4. On building solidarity without co-opting each other

Suhad: In a discussion meeting, a young black guy from Ferguson said, “Brown people in American don’t go through what I go through,” and so another black person in the room — who is a veteran, actually — told him, “If my Muslim and Arab brothers and sisters would go through what we go through, then I want to start fighting for them now.” The media tries to taint this campaign; they try to show people as savages and looters, and what have you, but, in reality, we’re coming together and it’s amazing.

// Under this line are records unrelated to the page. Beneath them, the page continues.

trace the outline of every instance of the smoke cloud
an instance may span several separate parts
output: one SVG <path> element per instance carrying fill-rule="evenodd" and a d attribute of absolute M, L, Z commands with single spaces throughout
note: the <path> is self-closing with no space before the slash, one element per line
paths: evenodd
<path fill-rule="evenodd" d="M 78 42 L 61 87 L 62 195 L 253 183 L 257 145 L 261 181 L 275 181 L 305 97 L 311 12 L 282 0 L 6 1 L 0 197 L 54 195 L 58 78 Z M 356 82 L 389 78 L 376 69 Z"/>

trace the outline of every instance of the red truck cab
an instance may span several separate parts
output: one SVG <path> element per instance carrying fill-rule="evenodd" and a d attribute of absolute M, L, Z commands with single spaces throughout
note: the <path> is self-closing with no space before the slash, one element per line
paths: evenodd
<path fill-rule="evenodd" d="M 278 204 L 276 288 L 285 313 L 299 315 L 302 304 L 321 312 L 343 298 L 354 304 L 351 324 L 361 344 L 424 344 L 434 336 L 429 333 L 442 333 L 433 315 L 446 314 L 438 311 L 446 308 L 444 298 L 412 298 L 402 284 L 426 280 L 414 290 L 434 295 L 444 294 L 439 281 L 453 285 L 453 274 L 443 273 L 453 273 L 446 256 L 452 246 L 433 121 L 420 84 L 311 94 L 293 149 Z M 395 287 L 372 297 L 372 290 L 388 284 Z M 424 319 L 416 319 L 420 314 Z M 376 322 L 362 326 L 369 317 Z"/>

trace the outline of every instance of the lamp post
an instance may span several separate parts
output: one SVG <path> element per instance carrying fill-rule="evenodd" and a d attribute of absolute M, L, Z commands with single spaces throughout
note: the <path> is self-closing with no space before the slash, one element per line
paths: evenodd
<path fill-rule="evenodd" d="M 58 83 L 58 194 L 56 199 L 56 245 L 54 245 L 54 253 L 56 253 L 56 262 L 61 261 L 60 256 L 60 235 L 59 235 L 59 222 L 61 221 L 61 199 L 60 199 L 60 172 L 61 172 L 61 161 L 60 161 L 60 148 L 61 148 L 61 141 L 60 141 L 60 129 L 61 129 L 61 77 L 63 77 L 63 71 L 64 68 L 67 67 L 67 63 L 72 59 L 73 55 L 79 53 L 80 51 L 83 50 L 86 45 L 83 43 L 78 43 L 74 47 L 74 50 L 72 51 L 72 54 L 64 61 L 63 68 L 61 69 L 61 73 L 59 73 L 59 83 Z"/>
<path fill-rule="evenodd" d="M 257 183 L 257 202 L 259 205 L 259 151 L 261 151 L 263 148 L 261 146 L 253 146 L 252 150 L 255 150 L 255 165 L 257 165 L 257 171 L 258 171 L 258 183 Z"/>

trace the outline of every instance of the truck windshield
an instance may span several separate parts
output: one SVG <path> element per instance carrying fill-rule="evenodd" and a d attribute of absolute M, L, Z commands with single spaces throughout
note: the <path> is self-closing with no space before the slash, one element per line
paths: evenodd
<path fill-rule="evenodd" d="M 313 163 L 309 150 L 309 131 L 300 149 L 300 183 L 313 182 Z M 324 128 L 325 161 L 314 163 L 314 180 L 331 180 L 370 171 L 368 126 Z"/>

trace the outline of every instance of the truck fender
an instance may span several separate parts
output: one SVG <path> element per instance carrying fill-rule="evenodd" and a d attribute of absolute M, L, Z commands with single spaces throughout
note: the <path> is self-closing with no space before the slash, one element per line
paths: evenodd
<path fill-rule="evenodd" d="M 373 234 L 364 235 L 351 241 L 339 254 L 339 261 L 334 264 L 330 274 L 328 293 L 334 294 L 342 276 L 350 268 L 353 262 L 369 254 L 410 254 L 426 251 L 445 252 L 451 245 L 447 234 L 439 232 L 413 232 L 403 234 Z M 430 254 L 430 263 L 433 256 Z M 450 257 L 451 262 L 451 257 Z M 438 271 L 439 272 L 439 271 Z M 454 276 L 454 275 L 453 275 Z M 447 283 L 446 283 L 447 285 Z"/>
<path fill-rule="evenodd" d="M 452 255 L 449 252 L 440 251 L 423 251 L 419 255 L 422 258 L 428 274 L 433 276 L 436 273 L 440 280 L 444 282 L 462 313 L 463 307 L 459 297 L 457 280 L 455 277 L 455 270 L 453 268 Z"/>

Ashley: The way that we’re seeing the Black Lives Matter movement move, and when people declare that black lives matter in public — how you’re immediately seeing people shape that in hashtag form, and try to say that all lives matter as if, if you’re affirming black life, you’re depreciating everyone else’s value when that’s actually the exact opposite of what it is.

Dawud Walid (@dawudwalid): I saw some signs that were being used that I took offense to. Black suffering was being co-opted in this regard. For me, as a black man, when I see people using certain images or certain symbols, yet not showing up or being involved in contemporary black struggle, using those images can be offensive.

Ahmad: Our role as non-black allies in this struggle is to amplify this movement to our own communities… we understand that Palestinian lives matter, but that’s not the moment right now. So it’s also realizing that there are similarities in our struggle, but they are also different.